Here, dir is an optional value that defines the directory containing the input files. If given, file paths provided in samples.tsv are sought relative to this directory. Its value is ignored if http/ftp urls are used for the inputs.

The ftp section defines the username/password to use when downloading samples over an ftp connection. These values can be omitted when downloading files from an anonymous ftp server.

Rule options¶

The rule section provides detailed configuration options for the different rule of the workflow. In general, each rule has a set of configurable options under the same name as the step itself. The options themselves are specific for each step and the corresponding tool, but each step typically has an extra option, which allows you to pass arbitrary arguments to the underlying tool.
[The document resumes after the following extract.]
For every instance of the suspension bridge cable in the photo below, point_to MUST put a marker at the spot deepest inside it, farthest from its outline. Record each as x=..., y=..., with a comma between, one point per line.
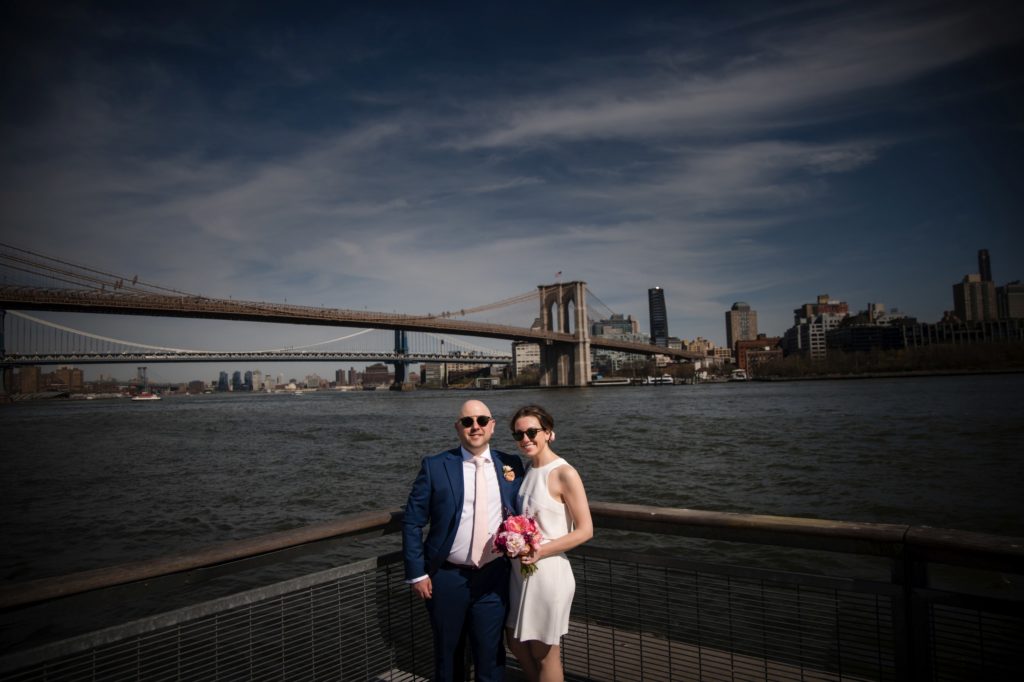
x=133, y=344
x=512, y=300
x=591, y=296
x=118, y=283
################################################################################
# Rule configuration                                                           #
################################################################################

#### General/shared rules ####

# Single-end config for cutadapt.
cutadapt_se:
  extra: >-
    -a AGATCGGAAGAGCACACGTCTGAACTCCAGTCAC
    --minimum-length 20

# Paired-end config for cutadapt.
cutadapt_pe:
  extra: >-
    -a AGATCGGAAGAGCACACGTCTGAACTCCAGTCAC
    -A AGATCGGAAGAGCGTCGTGTAGGGAAAGAGTGTAGATCTCGGTGGTCGCCGTATCATT
    -q 20
    --minimum-length 20

star:
  index: '/path/to/index'
  # Host genome index, only required for PDX processing.
  # index_host: '/path/to/host/index'
  readgroup: >-
    ID:{sample}.{lane} SM:{sample} LB:{sample}
    PU:{sample}.{lane} PL:ILLUMINA CN:CENTRE
  extra: ""
  threads: 10

sambamba_sort:
  extra: ''
  threads: 10

samtools_merge:
  extra: ''
  threads: 10

feature_counts:
  annotation: '/path/to/gtf'
  extra: ''
  threads: 5

multiqc:
  extra: ''

fastqc:
  extra: ''

#### PDX-specific rules ####

disambiguate:
  extra: ''

sambamba_sort:
  extra: ''
  threads: 5

Note that this section is divided into two sub-sections: general and PDX-specific. The PDX-specific section contains additional options for rules that are only used in the PDX workflow (see below)..

Standard vs PDX mode¶

The PDX workflow is triggered if a host genome index is supplied by the index_host option in the configuration for star. If this option is omitted or left empty, the standard workflow is executed.